Oil and gas players with interests in the disputed zone are put in a bad place as the world’s second-largest economy threatens military action in the South China Sea.
For the Spanish energy firm Repsol, that was the case. After Beijing warned the Southeast Asian country that it would attack bases if operations continued, the subsidiary of Repsol – Talisman-Vietnam, was ordered by Hanoi to stop gas drilling in a China-claimed area in July.
Hugo Brennan, Asia analyst at Verisk Maplecroft, said in a Wednesday note that President Xi Jinping’s administration’s use of military retaliation could result in further pressure on future business dealings and is “a worrying escalation”.
According to Brennan, there is likely to be pressure from Beijing on companies that have interests or operations in blocks located within China-claimed waters but those that are licensed by Southeast Asian governments.
There are many overlapping claims in the region. In the South China Sea, a massive area that extends roughly 1,000 miles from its southern shores is marked by China which relies on a concept known as the nine-dash line to mark its territorial claims. Sovereign rights over parts of the international waterway, which is rich in resources and boasts key maritime routes, have also been laid by Vietnam, the Philippines, Malaysia Brunei and Taiwan.
Chinese protestations are to be faced by firms licensed by other countries to operate in disputed areas against that backdrop. Brennan said that implicit threats to company staff and assets, or de facto exclusion from the Chinese market and on-site harassment are the consequences that any company ignoring those Chinese reservations would likely face. Heh added that in 2007, BP experienced the former option.

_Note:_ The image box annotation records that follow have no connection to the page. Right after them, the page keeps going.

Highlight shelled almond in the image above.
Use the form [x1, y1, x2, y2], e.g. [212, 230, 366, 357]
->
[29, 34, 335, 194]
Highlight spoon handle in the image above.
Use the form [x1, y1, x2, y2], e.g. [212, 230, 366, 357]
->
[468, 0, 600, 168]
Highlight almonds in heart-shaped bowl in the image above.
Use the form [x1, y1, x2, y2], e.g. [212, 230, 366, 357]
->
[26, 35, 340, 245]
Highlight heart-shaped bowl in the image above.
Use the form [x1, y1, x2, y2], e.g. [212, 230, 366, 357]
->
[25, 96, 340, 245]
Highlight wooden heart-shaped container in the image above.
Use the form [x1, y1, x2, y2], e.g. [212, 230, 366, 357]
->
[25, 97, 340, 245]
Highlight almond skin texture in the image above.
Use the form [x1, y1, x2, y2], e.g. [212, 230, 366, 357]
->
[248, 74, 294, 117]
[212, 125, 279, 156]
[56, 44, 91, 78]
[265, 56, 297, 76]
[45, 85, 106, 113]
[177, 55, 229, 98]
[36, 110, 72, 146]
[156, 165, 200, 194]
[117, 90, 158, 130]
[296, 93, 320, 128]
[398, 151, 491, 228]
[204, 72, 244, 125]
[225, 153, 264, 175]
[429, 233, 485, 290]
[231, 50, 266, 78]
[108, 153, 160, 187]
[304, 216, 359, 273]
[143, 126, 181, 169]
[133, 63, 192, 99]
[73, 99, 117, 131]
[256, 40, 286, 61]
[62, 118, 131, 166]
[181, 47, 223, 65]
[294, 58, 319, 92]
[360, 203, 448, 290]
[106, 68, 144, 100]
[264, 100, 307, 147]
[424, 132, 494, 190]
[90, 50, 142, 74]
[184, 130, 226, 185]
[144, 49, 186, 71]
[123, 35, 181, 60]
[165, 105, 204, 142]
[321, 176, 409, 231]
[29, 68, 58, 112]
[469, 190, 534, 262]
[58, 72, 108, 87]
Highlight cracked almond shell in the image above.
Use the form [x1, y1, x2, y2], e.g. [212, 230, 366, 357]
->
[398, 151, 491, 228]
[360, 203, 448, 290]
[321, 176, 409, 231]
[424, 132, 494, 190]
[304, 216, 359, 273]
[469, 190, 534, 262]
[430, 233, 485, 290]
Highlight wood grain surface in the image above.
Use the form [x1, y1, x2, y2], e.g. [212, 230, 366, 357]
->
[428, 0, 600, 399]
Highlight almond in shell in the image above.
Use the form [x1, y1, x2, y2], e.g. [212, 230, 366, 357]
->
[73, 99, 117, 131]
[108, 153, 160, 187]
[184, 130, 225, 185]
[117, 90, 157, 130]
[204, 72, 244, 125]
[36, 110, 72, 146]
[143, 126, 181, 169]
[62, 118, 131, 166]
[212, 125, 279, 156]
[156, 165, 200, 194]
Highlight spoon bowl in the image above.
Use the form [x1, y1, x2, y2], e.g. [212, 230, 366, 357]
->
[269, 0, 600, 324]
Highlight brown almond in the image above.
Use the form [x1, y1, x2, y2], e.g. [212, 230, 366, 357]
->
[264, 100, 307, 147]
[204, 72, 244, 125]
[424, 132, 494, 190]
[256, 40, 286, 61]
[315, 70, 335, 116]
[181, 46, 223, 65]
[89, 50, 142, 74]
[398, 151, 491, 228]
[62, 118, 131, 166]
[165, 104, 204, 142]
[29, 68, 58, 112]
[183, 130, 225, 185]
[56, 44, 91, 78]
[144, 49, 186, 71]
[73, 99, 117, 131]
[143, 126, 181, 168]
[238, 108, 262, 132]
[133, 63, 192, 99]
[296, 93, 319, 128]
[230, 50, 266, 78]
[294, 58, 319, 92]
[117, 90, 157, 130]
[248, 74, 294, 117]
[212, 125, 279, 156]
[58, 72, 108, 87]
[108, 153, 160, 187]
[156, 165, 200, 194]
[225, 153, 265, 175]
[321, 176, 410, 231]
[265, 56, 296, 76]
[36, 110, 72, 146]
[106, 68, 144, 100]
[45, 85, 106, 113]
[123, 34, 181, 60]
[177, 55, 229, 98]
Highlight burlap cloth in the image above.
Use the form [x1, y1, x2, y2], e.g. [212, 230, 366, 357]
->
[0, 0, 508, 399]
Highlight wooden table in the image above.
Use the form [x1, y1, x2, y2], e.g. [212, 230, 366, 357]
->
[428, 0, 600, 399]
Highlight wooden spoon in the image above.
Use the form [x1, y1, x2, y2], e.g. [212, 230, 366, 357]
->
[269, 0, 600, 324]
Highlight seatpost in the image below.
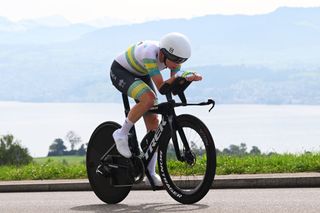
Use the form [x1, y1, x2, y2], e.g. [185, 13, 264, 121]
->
[122, 93, 140, 156]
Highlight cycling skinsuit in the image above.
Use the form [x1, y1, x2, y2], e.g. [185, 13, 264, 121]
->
[110, 41, 180, 100]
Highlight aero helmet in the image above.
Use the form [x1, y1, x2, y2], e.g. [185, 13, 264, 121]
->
[159, 33, 191, 64]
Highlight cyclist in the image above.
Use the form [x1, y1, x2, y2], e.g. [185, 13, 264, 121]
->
[110, 32, 202, 186]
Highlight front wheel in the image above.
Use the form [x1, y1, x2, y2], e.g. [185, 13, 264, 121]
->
[158, 115, 216, 204]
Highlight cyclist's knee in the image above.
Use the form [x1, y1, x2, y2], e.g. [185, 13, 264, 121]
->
[139, 92, 156, 109]
[145, 114, 159, 130]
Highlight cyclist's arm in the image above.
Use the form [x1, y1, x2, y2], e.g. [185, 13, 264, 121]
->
[151, 74, 175, 91]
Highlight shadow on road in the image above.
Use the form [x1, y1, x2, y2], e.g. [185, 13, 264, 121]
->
[71, 203, 209, 213]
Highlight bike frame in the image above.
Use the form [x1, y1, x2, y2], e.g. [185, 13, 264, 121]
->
[122, 93, 214, 190]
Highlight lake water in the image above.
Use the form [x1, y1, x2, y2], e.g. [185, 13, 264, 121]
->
[0, 102, 320, 157]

“Operators also have to analyse the resolve of Southeast Asian governments to stand up to China. Otherwise, companies with rights to develop blocks or fields in contested waters may find that they are prevented from exercising them as host government become wary of rocking the boat.”
Vietnam’s Red Emperor oil and gas field, also called Ca Rong Do, could be the next potential flash-point. Drilling in this project is slated for 2019 and Repsol is active in the project. This is a contentious project because it is located within China’s nine-dash line. Brennan said that it remains to be seen how much progress the Madrid-based firm will make in light of Chinese threats.
In response to China’s aggressive behavior, regional players are already taking defensive action.
Indonesia recently announced intentions to use its military to provide security for resource exploration activities even though it isn’t a claimant in the South China Sea drama but maintains an exclusive economic zone there.
However, “blurring the lines between commercial and naval activities in this way raises the potential for oil and gas assets to become targets in any militarized confrontation,” Brennan said.
China itself is in no rush to develop those assets even though it prevents others from tapping hydrocarbon deposits located within its nine-dash line. According to Brennan, that’s likely because 71.2 percent of total discovered reserves within the nine-dash line are “not currently considered commercially viable.”